Tuesday, December 21, 2004

Promotional procrastination

I'm somewhat ashamed of myself. I'd been pestering the folks at Nebraska about marketing for my book (in a nice way) so they finally said, "Go ahead and send us what you've got--we'll try and incorporate your suggestions." That was something like late October/early November. I just now got it off to them last night.

My bad.

Voices of Vision is an odd bird, as it's the first "original" published in the Bison Books Frontiers of the Imagination series, and is also the first non-fiction. I'm the first live SF author they've published that can go out and promote on the convention circuit. It crosses over the lines from straight genre to "literary criticism" to comics. There are a bunch of potential audiences for this book, all of them small. The difficulty lies in reaching them effectively, because even then it's going to have niche appeal.

My marketing list includes lots of science fiction and fantasy publications, both online and hard copy. Newspaper and talk radio in my immediate area (read: Austin to San Antonio). Half a dozen SF conventions or more that I have pencilled in on my calendar for 2005. A couple dozen independent reviewers that have proven themselves friendly to SF publications over the years. A handful of venues where I believe a limited investment in advertising will have an exponential impact. I also sent contact information for a dozen independent bookstores and small chain stores that are convenient for me to do signings at. The university bookstores at Texas State and Texas A&M are included--and the former has a special section featuring publications from faculty (which I'm technically not, but I hope to crash the party anyway). All in all, it turned out to be a very long list indeed.

We'll see if they utilize any of my suggestions. We'll see if there's any advertising budget at all. We'll see if they arrange any book signings (I expect they'll only manage to secure events in El Paso, Amarillo and Harlingen on back-to-back days, Murphy's Law being what it is). From discussions with other published writers, I expect I'll end up having to do 90 percent of the grunt work myself--I'm already committed to doing the cons, so that's a big chunk of promotional activity there--simply because publishers don't have the resources dedicated to marketing. And Nebraska is a university press, mind you, so they're starting out will less discretionary money from the get-go.

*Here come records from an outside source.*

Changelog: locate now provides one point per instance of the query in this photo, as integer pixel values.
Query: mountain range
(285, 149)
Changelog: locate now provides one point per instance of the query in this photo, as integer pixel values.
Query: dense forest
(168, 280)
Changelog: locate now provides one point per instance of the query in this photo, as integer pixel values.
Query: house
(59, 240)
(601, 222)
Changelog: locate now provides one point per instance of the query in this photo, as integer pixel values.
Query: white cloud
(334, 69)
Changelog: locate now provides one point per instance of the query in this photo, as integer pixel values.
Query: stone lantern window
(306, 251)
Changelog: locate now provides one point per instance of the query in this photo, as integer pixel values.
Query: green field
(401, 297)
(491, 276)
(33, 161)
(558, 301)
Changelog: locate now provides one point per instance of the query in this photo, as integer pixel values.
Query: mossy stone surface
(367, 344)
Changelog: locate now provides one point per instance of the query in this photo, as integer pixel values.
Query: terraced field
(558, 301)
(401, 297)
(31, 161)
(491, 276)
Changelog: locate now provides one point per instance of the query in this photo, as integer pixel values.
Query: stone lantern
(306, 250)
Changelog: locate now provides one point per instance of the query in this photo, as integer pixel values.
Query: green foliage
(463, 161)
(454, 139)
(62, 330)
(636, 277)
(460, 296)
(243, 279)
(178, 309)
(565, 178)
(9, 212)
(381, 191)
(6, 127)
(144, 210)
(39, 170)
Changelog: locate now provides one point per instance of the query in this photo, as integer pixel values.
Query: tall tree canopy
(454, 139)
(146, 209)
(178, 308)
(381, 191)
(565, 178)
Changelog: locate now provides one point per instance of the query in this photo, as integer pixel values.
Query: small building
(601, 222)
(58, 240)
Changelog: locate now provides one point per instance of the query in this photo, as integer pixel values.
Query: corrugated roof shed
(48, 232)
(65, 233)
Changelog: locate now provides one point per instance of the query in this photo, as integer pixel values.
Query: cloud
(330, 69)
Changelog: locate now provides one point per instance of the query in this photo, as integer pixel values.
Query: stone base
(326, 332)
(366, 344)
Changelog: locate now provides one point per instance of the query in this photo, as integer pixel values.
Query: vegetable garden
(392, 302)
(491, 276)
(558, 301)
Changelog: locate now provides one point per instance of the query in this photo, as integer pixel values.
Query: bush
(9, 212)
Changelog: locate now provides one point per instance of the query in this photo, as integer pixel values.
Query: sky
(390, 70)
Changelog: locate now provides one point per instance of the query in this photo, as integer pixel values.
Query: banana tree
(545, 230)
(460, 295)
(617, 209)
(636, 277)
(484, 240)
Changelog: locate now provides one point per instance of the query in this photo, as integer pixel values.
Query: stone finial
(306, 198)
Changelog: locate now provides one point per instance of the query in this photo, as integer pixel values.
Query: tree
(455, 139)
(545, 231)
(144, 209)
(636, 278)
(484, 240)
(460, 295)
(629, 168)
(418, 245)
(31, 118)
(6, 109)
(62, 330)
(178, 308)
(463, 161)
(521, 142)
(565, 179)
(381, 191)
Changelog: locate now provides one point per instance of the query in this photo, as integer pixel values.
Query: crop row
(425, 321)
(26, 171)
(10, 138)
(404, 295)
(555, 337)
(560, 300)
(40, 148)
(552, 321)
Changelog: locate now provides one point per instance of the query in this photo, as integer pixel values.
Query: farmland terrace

One area that I didn't devote much space to in my suggestion list are comics retailers. There are several comics-themed interviews in the book (Neil Gaiman, Brad Meltzer, Elliot S! Maggin and the duo of Scott Kurtz and Frank Cho) but as comic shops mostly buy through Diamond rather than Ingram or another traditional book distributor, I'm at a loss how to effectively target this market. Right now, I'm thinking directly targetting the local shops in Austin/San Antonio/New Braunfels/San Marcos. And there's the Lone Star Comics chain up in Dallas. But how do you effectively reach a market that's so scattered and fragmentted, particularly one that's not all that likely to be receptive to a book that falls only marginally within their product envelope? I suspect this is something I should take up more fully with the marketing folks at Nebraska. Hello, 1-800-MY-COMIC-SHOP.

On a completely unrelated note, I must be doing something right. Although I know that in an absolute sense, Amazon.com sales rankings mean absolutely nothing, currently Voices of Visions "boasts" a lofty ranking of 445,510. Nothing to write home about, since there's almost half a million books selling better than mine. But considering the fact that my book is coming from a university press, won't even be published for another four months and is still selling better than half a million or more other titles, well, allow me the luxury of feeling smug. Don't worry--grim reality will set in soon enough.